Dziś z pompą rozkręcone przedsięwzięcie jest w kryzysie. Środowisko akademickie zauważa, że dziś pod tym logo niezbyt wiele się dzieje. - Program "Akademicki Poznań" jest nam wszystkim potrzebny, ale wymaga poprawy. Oczekujemy od niego znacznie więcej niż do tej pory oferowano pod tą etykietą - mówi prof. Jacek Guliński, prorektor Uniwersytetu im. Adama Mickiewicza.

Co jest nie tak? W przygotowanym w wydziale rozwoju miasta sprawozdaniu "Akademicki Poznań" przedstawia się imponująco. W Poznaniu gościła Wangari Maathai, działaczka ekologiczna wyróżniona Pokojową Nagrodą Nobla, Robert H. Grubbs, noblista w dziedzinie chemii, Robert Mundell, za sprawą teorii którego powstała wspólna europejska waluta. W sumie ponad 80 wybitnych naukowców.

Poznańscy badacze zrealizowali z miejskich pieniędzy 45 projektów: sprawdzili, czy LED-owe reklamy są zagrożeniem dla kierowców, oszacowali na podstawie ścieków, ilu poznaniaków używa amfetaminy, zmierzyli poziom zaufania do obcokrajowców. Studia w Poznaniu rozpoczęło ponad 70 finalistów i laureatów olimpiad przedmiotowych, przyciągniętych oferowanymi przez miasto stypendiami.

Miasto dokłada do wizyty każdego wykładowcy 75 proc., od 3 tys. zł do 15 tys. zł. Jednak nawet przy nazwisku, które mogłoby przyciągnąć zainteresowanych z innych ośrodków akademickich, sala wykładowa ledwo się wypełnia. - Promocja tych wykładów ze strony Urzędu Miasta w całym środowisku akademickim jest niewystarczająca - twierdzi prof. Guliński. O niektórych wystąpieniach robi się głośniej już po fakcie: gdy media przedstawią relację.

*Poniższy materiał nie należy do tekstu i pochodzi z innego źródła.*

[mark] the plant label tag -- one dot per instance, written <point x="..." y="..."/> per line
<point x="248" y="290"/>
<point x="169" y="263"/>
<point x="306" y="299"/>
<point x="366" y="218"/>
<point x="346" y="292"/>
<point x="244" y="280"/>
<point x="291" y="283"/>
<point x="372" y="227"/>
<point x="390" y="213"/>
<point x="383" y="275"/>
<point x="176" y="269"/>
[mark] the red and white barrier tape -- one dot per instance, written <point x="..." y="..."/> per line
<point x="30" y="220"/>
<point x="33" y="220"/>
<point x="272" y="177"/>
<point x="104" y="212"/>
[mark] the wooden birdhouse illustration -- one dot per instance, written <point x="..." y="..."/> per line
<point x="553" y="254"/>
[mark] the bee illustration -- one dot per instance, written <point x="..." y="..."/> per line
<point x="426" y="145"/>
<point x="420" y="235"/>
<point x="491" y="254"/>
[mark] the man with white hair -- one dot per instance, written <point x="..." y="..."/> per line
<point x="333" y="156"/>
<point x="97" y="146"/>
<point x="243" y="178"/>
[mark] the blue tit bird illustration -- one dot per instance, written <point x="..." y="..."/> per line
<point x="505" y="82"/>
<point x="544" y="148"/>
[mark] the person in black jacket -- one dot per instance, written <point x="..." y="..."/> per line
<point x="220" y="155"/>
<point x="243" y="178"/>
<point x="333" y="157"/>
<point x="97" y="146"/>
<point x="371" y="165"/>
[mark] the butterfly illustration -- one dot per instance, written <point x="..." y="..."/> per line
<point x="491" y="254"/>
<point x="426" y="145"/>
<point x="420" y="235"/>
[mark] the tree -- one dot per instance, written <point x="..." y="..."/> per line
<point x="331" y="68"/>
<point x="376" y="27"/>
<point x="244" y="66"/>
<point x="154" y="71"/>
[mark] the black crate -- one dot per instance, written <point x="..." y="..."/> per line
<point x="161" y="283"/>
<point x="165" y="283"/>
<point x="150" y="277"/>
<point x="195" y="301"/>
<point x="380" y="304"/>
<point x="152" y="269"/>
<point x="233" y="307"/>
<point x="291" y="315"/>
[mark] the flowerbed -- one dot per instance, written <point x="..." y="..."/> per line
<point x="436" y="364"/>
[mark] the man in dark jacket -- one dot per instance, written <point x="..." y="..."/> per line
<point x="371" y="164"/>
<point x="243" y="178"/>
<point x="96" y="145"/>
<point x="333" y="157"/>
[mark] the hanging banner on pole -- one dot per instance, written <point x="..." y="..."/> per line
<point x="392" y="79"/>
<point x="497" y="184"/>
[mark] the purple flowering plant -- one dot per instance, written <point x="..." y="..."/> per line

Mimo przyjętego założenia, że z miejskich grantów będzie finansowana szeroko pojęta nauka, dofinansowanie zwykle wygrywają projekty, których wyniki mogą służyć miastu. Na dodatek te, zamiast trafiać do zainteresowanych wydziałów w urzędzie, zostają na półce. Wynikami badań dotyczących reklam LED-owych zainteresowała się Bydgoszcz i Katowice. W Poznaniu inspektor nadzoru budowlanego dowiedział się o nich z mediów.Zdaniem radnej Katarzyny Krestkowskiej do promowania miasta doskonale nadają się wykłady wybitnych naukowców: - Osoba, która szuka takich informacji, na pewno się o nich dowie. Tymczasem powinno być o nich na tyle głośno, by nawet osoba mniej zainteresowana wiedziała, że w Poznaniu goszczą wybitni uczeni.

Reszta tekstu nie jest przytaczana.